A loudspeaker told us that either side of the road was mined. On the other side of the border a 10-mile queue of cars and trucks filled with refugees has been trying to pass through Russian lines for days. We saw one man try to run across a field out of Chechnya, but he was quickly caught and arrested by a squad of Russian soldiers. The International Committee of the Red Cross says that a little further down the road on the same day Russian planes attacked five of its vehicles, killing two of its staff and at least 25 civilians. On the borders of Kosovo earlier in the year similar scenes were recorded by a dozen television cameras. On the main crossing point into Chechnya I did not see a single one. The American networks show little interest. Even ABC Television had only a 45-second slot for the carnage in Grozny market place when Russian missiles killed more than a hundred people last month. The official reason for this is the danger of kidnapping. This is real enough, but the risk can be minimised by armed guards from the Ingush or Chechen interior ministries. Unfortunately, many television correspondents in Moscow, quite willing to cover the war despite the threat of abduction, find that kidnapping provides a perfect excuse for their head offices not to cover a war they do not much want to report on anyway.

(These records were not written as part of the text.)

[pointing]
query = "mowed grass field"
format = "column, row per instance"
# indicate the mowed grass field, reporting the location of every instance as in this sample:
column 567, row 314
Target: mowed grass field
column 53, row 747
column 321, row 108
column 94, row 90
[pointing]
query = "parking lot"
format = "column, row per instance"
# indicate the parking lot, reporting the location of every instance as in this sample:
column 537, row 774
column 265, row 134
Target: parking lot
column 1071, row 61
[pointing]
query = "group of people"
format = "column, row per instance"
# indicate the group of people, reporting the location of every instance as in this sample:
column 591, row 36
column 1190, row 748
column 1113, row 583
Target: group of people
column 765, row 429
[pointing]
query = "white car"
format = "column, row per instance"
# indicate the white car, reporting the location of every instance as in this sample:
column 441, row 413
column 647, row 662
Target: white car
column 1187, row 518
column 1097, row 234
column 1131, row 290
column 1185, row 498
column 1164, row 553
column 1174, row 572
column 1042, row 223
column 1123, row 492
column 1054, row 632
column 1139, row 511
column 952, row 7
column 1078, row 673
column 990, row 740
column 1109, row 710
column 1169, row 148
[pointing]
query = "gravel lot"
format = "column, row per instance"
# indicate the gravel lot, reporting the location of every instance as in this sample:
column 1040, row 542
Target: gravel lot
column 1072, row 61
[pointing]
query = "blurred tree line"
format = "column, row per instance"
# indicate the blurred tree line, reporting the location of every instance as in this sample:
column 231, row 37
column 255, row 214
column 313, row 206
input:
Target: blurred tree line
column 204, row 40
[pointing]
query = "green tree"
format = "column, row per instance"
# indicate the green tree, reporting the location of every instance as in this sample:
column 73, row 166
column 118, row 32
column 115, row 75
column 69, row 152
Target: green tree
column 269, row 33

Russian spokesmen are clearly fighting what they call the "information war" using NATO's presentation of the air war against Serbia as a model. The propaganda is heavy-handed, but the absence of television eases their task. Generally, spokesmen respond to accounts of the killing of civilians with outraged denials. Early last month I visited Elistanzhi, where Russian aircraft dropped 30 bombs, killing 35 people. The explosions tore apart the village school. In the nearest hospital, at Shali, the mother of a nine-month-old boy called Sheikh Mansur, whose left foot had been amputated, was trying to comfort him with a Mars bar. In another bed Alet, aged four, had just had shrapnel taken out of his stomach. The Russian air force denies it ever attacked Elistanzhi. It may be the air force and army do not know what they are hitting. Experts say many pilots now get only 100 hours' flight training a year. Almost everywhere I have been in Chechnya the most common sound is the roar of the notoriously inaccurate Grad missile launcher. But Moscow also shows few signs of caring about accuracy. It says the attack on the Red Cross convoy did not take place, despite the testimony of survivors.

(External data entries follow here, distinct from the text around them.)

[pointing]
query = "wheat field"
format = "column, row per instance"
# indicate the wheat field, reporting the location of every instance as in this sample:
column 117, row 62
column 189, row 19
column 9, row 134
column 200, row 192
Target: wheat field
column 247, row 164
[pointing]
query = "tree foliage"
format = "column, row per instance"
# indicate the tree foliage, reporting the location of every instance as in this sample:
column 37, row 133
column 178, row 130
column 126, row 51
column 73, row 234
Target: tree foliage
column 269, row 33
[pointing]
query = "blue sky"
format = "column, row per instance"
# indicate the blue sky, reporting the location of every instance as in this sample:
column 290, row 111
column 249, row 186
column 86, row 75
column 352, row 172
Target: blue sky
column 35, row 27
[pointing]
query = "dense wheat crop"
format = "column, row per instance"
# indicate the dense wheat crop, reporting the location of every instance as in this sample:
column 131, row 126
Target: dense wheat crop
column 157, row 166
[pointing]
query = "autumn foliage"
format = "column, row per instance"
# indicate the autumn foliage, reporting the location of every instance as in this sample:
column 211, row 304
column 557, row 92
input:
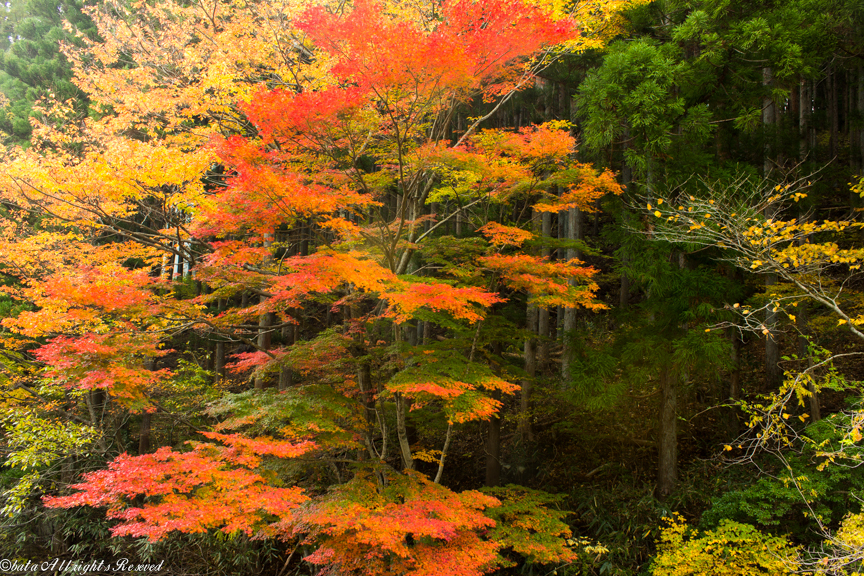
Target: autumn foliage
column 348, row 148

Vladimir Putin, the Russian Prime Minister, says that "no large-scale errors" have been made by Russian bombers. He has shown no embarrassment at having denied the army destroyed the Grozny market place at the same moment a military spokesman was confirming it was blown up because it was "an arms bazaar". What makes the suffering even worse than in Kosovo and East Timor is that Chechnya had not begun to recover from the last war. Grozny is a sea of ruins, pulverised by Russian artillery in 1994-96. Now the Russian army has told civilians to leave Grozny and Gudermes, the second Chechen city, to escape the bombs. But at the same time its aircraft are strafing roads and have blocked the route to Ingushetia. Only 170 to 180 people are let through each day. Yesterday, President Ruslan Aushev of Ingushetia said there was a casual cruelty in this, since the Russian announcement that a passage to the border was open drew refugees on to the roads, where they were vulnerable to air attack, but it then allowed only a trickle of desperate people to reach safety.